Vol. 15, No. 27 -- July 26, 1999
Published Date July 2, 1999, in Washington, D.C. http://www.insightmag.com
By Aimee Howd
Americans' medical records no longer are secure, and four health-care bills recently proposed in Congress may not go far enough in restoring encroached privacy rights. It once seemed to be Orwellian fiction, but no more. At the turn of the millennium at least four bills dealing with loss of medical privacy are being considered on Capitol Hill, and intense bureaucratic debates are occurring within the Department of Health and Human Services, or HHS. There is reason for this concern.
Take smart cards. Databases. Highly personal information. Mix these with federal mandates, the perception of invaded privacy and billions of dollars' worth of corporate interests -- and the result is a combination hot enough to ignite a technological, political and philosophical firestorm.
How can public health be served and personal privacy preserved? Thirty-four months ago, in the Health Insurance Portability and Accountability Act, or HIPAA, Congress gave itself a deadline for coming up with an answer. But as the weeks count down toward the Aug. 21 day of reckoning, there is no consensus. Left to flame unchecked, even the best aspects of technological progress and data collection -- with their promises of reduced costs and administrative simplification -- appear to have made vulnerable Americans who once felt their privacy was shielded by firewalls of civil liberty.
Awaiting action in committee are the Health Care Personal Information Nondisclosure Act of 1999 (S578), introduced by GOP Sen. Jim Jeffords of Vermont and Democratic Sen. Christopher Dodd of Connecticut; the Medical Information Protection Act of 1999 (S881), introduced by Utah Republican Sen. Robert Bennett; and the Medical Information Privacy and Security Act (S573/HR1057), introduced by Democratic Sens. Patrick Leahy of Vermont and Edward Kennedy of Massachusetts.
Occasionally there is talk of an emergency move to push back the deadline, but the clock is ticking. If the deadline passes without congressional action, the responsibility for crafting regulations to protect these medical records will fall to the Clinton administration's HHS, headed by Secretary Donna Shalala.

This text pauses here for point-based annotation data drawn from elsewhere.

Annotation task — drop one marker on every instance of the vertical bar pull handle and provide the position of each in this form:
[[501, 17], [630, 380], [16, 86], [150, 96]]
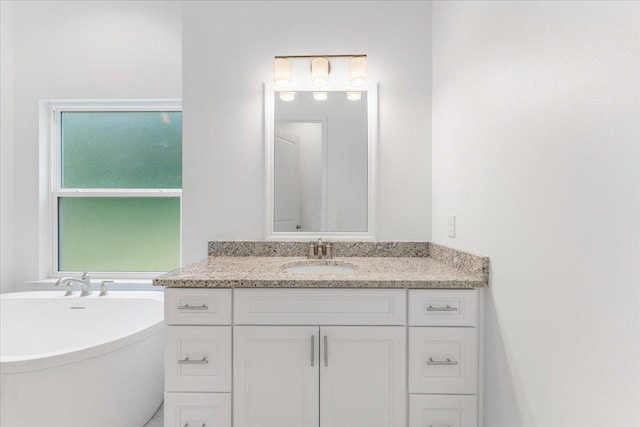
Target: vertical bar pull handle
[[326, 352]]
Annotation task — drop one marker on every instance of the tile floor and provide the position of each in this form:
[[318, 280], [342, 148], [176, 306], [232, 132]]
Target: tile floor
[[158, 418]]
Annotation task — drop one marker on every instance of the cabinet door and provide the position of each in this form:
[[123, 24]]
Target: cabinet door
[[275, 379], [363, 376]]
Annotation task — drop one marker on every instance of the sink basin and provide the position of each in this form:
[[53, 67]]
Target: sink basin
[[320, 268]]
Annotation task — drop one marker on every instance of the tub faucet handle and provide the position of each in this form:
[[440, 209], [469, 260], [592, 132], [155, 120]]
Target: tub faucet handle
[[103, 287]]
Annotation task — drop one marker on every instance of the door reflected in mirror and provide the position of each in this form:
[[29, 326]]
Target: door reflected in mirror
[[321, 164]]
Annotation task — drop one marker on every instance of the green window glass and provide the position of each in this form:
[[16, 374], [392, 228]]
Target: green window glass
[[121, 149], [120, 222], [119, 233]]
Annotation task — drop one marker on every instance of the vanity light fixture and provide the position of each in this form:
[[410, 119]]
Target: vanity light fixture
[[281, 72], [320, 96], [287, 96], [358, 71], [320, 71]]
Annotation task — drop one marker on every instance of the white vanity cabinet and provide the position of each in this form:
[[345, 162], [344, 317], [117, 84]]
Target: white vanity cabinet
[[443, 358], [347, 369], [301, 357], [198, 358]]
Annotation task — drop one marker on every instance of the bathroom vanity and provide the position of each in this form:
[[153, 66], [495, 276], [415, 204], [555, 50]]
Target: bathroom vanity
[[392, 338]]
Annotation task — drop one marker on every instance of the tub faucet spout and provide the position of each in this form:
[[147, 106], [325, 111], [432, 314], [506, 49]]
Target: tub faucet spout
[[85, 282]]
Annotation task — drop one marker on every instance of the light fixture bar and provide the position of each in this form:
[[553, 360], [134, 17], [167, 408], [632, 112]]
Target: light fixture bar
[[317, 56]]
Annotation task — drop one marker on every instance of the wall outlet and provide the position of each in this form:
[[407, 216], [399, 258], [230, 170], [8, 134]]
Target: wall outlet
[[452, 226]]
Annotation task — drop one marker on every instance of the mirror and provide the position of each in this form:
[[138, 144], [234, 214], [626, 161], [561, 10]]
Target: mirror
[[320, 165]]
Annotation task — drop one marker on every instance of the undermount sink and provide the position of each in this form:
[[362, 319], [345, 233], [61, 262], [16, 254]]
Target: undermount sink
[[319, 268]]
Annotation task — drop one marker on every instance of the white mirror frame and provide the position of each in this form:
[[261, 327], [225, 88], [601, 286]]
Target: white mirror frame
[[372, 124]]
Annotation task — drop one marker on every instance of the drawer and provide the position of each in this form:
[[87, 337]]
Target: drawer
[[197, 409], [443, 360], [441, 411], [319, 306], [197, 358], [197, 306], [433, 307]]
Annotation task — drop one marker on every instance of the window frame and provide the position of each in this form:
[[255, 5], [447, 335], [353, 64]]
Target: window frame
[[54, 110]]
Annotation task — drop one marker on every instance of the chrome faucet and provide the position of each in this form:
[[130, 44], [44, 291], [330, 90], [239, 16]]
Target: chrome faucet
[[85, 282], [320, 250]]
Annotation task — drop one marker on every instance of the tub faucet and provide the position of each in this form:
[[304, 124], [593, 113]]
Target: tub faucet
[[85, 282]]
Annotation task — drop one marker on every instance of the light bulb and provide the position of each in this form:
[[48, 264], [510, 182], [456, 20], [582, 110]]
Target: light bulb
[[281, 72], [287, 96], [320, 71], [320, 96], [358, 71]]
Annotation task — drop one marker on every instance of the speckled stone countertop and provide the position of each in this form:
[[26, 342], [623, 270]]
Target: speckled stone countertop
[[416, 265]]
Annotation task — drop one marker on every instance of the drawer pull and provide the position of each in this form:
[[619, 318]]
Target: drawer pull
[[447, 308], [187, 361], [193, 307], [441, 362]]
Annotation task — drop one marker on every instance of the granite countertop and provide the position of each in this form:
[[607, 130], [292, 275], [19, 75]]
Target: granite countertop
[[443, 268]]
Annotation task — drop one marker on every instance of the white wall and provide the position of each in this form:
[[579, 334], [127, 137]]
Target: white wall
[[92, 50], [536, 112], [228, 50], [6, 146]]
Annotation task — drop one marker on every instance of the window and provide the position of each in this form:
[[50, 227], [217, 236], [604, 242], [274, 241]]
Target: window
[[116, 187]]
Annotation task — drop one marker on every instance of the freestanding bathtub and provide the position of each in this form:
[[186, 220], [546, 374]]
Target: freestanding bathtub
[[80, 361]]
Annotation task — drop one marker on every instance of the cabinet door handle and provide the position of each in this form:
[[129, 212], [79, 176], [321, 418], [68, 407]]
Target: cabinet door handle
[[193, 307], [447, 308], [441, 362], [187, 361], [326, 352]]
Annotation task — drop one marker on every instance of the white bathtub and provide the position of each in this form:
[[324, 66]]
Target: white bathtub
[[80, 361]]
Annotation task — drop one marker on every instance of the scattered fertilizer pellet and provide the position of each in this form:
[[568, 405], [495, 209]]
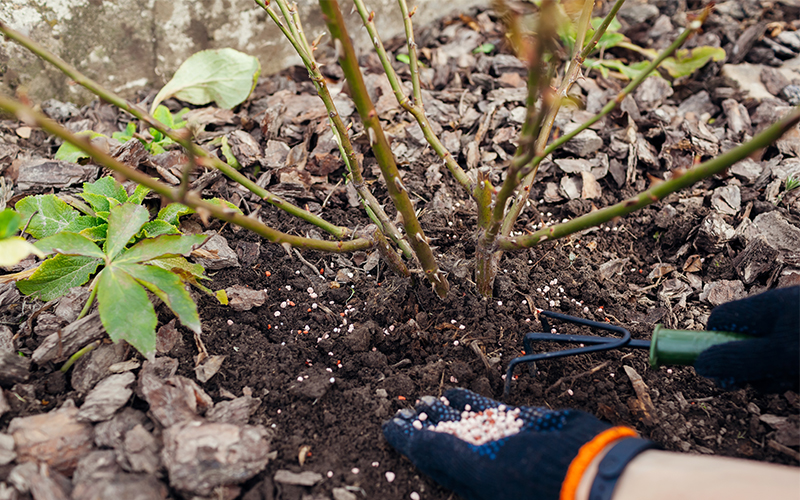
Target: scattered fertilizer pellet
[[481, 427]]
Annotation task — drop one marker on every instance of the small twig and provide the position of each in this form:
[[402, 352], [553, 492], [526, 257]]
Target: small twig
[[307, 263]]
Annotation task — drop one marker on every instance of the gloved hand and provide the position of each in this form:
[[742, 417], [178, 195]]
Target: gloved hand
[[529, 456], [771, 360]]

So plans already are in the works.
But privacy advocates are not happy with the executive recommendations, the legislative plans or the bureaucratic proposals -- all ostensibly formulated to preserve medical privacy. While packaged under labels of patient protection to lull public outcry, they say, the proposals cater to the interests of government research and the growing public-health industry.
After reviewing the most recent draft of the Jeffords legislation, which
is seen as the markup vehicle most likely to move out of the Senate Health,
Education, Labor and Pensions Committee, Sue Blevins of the Institute for
Health Freedom has concerns. "What appears to be coming is not just the
collection of a paper record that says, for example, 'John Doe is an alcoholic,'
but [the chairman's markup is] talking about authorizing actual collection
of blood, sperm and possibly a single cell," she says. "It looks from the
chairman's marks that you're told you need to give informed consent for
the use of your medical records, yet in order to get health insurance you
are coerced into forfeiting your informed consent. In addition, research
organizations are not necessarily required to get your informed
The Jeffords bill was derailed earlier this month in a disagreement about whether patients whose medical records have been misused should have a right to sue and for how much, and over who should have access to juvenile medical records, says Jeffords spokesman Joe Karpinski. "Jeffords felt we should not go forward with the markup due to the likelihood of losing bipartisan support," Karpinski tells Insight. Other issues, such as whether federal law should preempt state laws on these matters, are even more controversial.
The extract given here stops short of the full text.